Blinken will also meet Ukrainian Foreign Minister Dmytro Kuleba on the sidelines of the Ministerial Council meeting of the Organization for Security and Cooperation in Europe, the official said.
Blinken and Stoltenberg met just hours after Putin said he would seek talks with NATO to get assurances that the alliance will not expand east into Ukraine or deploy weapons near Russian borders. The day before, Putin said that NATO’s military expansion near Russia’s borders and any deployment of missile systems in Ukraine would cross a “red line”.
Asked about Putin’s remarks, Blinken said they would be “a bad joke if things weren’t so serious.”
Referring to NATO, Blinken said that “as a defensive alliance we are not a threat to Russia.
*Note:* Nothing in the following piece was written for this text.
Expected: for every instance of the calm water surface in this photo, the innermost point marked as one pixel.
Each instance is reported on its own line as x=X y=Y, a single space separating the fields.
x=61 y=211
We have no aggressive intention towards Russia. measures to protect alliance members as well as to help our partners set up defensive needs, so that they can defend themselves properly against aggression, ”said Blinken. “This is the purpose of the Alliance.”
“The idea that Ukraine poses a threat to Russia, or for that matter that NATO poses a threat to Russia, is deeply flawed and mistaken,” Blinken added.
Stoltenberg told CNN that after Russia’s first invasion of Ukraine, NATO reinforced its defenses “with combat-ready battle groups in the eastern part of the alliance, in the Baltic countries, in Latvia. … but also in the Black Sea region “.
When asked if he said military options would be on the table if Russia invaded Ukraine, Stoltenberg clarified that Ukraine is not a member of NATO and therefore does not have the same security guarantees that NATO members, who have pledged to consult with each other. defense if a limb is attacked.
But Stoltenberg left on the table the possibility of Ukraine becoming a NATO member, saying Russia had no right to tell Ukraine that it could not continue with NATO membership.
“Ukraine will become a member of NATO when the 30 allies agree that Ukraine meets NATO standards,” Stoltenberg said. “But it’s up to the 30 allies to decide, not Russia to decide.”
Blinken underlined the fluidity of the situation in his remarks after the NATO meeting.
“Prepare for all eventualities”
Referring to Russia’s efforts to portray Ukraine as the aggressor in order to justify military action, Blinken noted that “we have seen this tactic again in the past 24 hours. And in recent weeks, we’ve also seen a massive – more than tenfold – spike in social media activity pushing anti-Ukrainian propaganda to levels approaching the last levels last seen before the invasion of Israel. Ukraine by Russia in 2014. ”
“Despite the uncertainty about intentions and timing, we must prepare for all eventualities while working to change course for Russia,” Blinken said. “The United States has engaged intensively with its allies and partners on this issue, and directly with President Putin. “
Blinken noted that CIA Director Bill Burns traveled to Moscow on instructions from President Joe Biden to convey to the Russian leadership “our concerns, our commitment to a diplomatic process, and the grave consequences if Russia followed suit. way of confrontation and military action ”.
This story has been updated with additional reports.
CNN’s Michael Conte, Anna Chernova, Zahra Ullah, Chandelis Duster, Radina Gigova and Niamh Kennedy contributed to this report.